Advocates are disappointed by the logjam in the Senate, as the House-passed Build Back Better Act would make major investments to reduce child poverty by 40 percent, expand access to health care, invest in affordable housing, child care, home and community-based care for the aging and people with disabilities, and promote broadly shared economic security, with special attention to the needs of people with low incomes, communities of color, and immigrant families. For more details on the legislation, see the Nov. 22 Human Needs Report.

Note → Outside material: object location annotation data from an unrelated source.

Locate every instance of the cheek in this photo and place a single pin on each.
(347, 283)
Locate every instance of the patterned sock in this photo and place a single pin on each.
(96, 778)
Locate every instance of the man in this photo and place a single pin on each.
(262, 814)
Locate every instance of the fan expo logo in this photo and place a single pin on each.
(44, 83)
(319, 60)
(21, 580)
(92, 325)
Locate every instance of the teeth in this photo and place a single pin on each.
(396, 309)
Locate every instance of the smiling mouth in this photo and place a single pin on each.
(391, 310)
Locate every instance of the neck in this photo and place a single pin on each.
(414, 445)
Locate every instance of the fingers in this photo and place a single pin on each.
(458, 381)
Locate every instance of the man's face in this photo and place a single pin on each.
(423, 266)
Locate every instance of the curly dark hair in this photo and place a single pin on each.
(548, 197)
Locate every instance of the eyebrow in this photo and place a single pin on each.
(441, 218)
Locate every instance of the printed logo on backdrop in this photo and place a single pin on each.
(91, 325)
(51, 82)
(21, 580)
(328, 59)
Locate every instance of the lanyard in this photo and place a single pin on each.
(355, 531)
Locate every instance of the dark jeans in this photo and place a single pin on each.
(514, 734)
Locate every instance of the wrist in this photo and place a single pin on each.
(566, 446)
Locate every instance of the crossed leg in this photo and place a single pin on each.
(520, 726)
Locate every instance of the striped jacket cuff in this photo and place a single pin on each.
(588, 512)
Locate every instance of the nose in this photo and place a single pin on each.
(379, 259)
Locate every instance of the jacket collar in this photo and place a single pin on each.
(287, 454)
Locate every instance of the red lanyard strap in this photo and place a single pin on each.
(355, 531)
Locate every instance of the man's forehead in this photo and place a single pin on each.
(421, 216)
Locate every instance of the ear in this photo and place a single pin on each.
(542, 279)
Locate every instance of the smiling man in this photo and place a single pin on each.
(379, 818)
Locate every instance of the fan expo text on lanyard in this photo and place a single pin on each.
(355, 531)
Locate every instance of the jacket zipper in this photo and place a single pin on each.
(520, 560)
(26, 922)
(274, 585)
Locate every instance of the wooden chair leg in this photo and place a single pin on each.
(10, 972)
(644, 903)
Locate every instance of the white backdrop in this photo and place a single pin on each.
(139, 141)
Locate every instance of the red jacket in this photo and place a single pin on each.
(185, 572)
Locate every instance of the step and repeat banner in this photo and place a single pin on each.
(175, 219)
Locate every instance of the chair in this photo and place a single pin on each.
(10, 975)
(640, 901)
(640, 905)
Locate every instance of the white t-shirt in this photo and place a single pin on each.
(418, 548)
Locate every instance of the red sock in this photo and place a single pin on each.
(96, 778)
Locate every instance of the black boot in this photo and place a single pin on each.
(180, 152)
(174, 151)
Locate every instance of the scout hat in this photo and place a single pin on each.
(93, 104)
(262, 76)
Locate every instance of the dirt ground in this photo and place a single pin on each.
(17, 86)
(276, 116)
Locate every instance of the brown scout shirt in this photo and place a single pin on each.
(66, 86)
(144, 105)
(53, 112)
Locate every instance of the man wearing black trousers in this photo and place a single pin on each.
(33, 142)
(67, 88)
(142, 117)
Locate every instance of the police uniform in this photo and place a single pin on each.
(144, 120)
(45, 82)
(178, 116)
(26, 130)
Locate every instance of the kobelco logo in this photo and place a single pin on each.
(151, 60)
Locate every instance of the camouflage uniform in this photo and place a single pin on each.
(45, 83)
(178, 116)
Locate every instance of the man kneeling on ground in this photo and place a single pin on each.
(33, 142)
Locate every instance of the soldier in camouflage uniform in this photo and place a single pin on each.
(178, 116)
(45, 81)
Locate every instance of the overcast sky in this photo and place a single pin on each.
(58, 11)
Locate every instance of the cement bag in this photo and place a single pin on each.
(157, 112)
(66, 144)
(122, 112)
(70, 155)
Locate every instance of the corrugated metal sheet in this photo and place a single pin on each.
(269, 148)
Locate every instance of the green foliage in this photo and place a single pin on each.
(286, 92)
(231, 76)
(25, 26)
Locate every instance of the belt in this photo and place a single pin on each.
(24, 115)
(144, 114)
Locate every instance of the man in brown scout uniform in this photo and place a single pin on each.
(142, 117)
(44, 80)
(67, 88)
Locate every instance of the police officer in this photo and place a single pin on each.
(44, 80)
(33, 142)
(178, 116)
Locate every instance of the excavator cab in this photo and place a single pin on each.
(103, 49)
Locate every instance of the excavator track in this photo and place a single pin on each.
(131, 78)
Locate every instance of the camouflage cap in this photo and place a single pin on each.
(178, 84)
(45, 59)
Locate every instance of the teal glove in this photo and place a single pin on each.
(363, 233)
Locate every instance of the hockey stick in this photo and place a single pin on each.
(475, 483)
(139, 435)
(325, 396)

Assuming the Child Tax Credit provisions are not included in a reconciliation package, advocates are looking at other vehicles that may be available to move the improvements. One possibility is a year-end package that could combine all 12 appropriations bills as well as health extenders and tax extenders that will expire at the end of the year. Another possibility is a research and development competitiveness bill (the COMPETES Act passed the House in February; the Senate version, the U.S. Innovation and Competition Act, passed the Senate in June, and differences between the two versions are currently being worked out). Each of these pieces of legislation will need 60 votes to pass the Senate. Advocates are insisting that neither of these pieces include extensions of corporate tax breaks without also including the extension of the CTC/EITC improvements. However, in the latest twist, Senate Minority Leader Mitch McConnell threatened last week to sink the bipartisan competitiveness bill if Democrats pursue a reconciliation package.
Sen. Mitt Romney (R-UT) also recently introduced a bill that would address the Child Tax Credit. According to the Center on Budget and Policy Priorities, the proposal improves on some elements of current law, but it fails to provide the full CTC to the lowest income children and dramatically cuts the Earned Income Tax Credit, eliminates the filing status for single parents, and eliminates a tax credit for child care. This would leave many families with low incomes and immigrant families worse off under the Romney plan than they are under current law.